Tak ayal produksi batik asal Tasikmalaya sudah bisa dipasarkan sampai ke luar jawa, bahkan luar negeri. Namun demikian, perkembangan Tasikmalaya saat ini dihadapkan berbagai kendala. Bukan hanya modal bagi pengusaha dan pengrajin, tetapi yang paling dikhawatirkan saat ini adalah regenerasi pembatik, dimana saat ini pembatik yang ada di Kota Tasikmalaya berada pada usia tua.
Pengrajin batik adalah nyawa dari kelestarian batik. Terlebih batik tulis, yang harus dibuat secara manual oleh tangan-tangan kreatif. Di Tasikmalaya, mayoritas pengrajin yaitu di atas 50 tahun. Tentunya perlu regenerasi pengrajin batik kepada para penerus. Kelestarian batik akan terjaga, bila regenerasi pembatik berjalan, sehingga keahlian pembatik bisa turun temurun dan berlanjut ke generasi berikutnya.

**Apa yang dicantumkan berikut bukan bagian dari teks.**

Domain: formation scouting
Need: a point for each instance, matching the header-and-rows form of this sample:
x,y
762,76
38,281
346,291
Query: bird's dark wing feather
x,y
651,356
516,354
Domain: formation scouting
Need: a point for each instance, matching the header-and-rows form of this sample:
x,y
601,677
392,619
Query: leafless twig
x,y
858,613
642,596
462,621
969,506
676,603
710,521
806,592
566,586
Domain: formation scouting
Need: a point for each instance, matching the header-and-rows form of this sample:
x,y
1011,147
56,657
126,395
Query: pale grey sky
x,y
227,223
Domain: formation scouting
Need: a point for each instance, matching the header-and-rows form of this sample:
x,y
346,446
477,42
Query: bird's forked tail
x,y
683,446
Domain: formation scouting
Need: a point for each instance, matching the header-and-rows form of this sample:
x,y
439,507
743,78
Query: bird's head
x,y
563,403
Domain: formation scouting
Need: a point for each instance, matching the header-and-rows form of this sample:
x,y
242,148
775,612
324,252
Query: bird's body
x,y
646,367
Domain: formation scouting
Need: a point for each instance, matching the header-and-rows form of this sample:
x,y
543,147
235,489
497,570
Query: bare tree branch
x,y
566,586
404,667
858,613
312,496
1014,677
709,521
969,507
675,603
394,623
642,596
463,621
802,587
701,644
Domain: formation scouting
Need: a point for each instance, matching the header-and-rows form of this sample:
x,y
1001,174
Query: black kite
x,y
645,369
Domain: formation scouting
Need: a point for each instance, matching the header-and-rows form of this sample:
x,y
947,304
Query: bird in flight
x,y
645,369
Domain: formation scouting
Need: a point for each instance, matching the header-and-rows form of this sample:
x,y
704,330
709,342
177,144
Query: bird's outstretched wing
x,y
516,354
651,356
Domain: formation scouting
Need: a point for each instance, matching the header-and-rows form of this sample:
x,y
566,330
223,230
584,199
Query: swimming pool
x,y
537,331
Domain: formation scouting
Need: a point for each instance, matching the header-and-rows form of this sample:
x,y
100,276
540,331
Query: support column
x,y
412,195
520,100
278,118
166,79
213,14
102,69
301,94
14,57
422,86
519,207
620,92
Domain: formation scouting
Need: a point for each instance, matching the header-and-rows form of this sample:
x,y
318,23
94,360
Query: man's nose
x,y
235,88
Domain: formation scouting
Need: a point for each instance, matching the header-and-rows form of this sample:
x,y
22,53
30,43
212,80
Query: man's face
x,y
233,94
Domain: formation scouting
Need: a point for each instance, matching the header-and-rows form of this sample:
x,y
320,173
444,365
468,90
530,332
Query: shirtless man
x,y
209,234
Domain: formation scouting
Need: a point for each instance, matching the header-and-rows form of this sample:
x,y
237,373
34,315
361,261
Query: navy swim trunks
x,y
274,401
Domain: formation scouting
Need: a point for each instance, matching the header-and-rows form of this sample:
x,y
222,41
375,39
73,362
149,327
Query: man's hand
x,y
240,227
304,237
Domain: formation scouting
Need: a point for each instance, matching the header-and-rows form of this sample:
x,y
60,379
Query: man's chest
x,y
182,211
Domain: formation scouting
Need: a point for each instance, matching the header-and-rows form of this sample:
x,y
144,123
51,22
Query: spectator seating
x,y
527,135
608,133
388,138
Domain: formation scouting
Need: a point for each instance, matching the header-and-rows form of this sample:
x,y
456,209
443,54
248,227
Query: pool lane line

Salah seorang pengusaha batik asal Kota Tasikmalaya, Yuyun Sriwahyuni mengakui, pengusaha batik di Kota Tasikmalaya khawatir dengan regenerasi pembatik, karena mayoritas pengrajin batik yang ada saat ini didominasi oleh kalangan tua.
Ia menuturkan, batik yang diproduksi oleh perusahaannya, sekitar 75 persen dilakukan oleh pengrajin dengan usia 40 sampai 60 tahun. Hanya 25 persen saja pengrajin batik yang berada pada usia 40 tahun ke bawah.
“Yang tua sebenarnya masih eksis, hanya saya khawatir ke depannya ada tidak yang meneruskan. Kami akui, pembatik dari kalangan generasi muda masih sangat minim,” ujarnya, usai acara peringatan Hari Batik Nasional Tingkat Kota Tasikmalaya, Selasa (2/10).
Yuyun mengatakan, geliat batik Nasional saat ini berada pada kondisi yang sangat baik. Terlebih Tasikmalaya memiliki corak batik yang khas, sehingga bisa bersaing dengan batik-batik yang sudah tenar seperti Solo atau Pekalongan.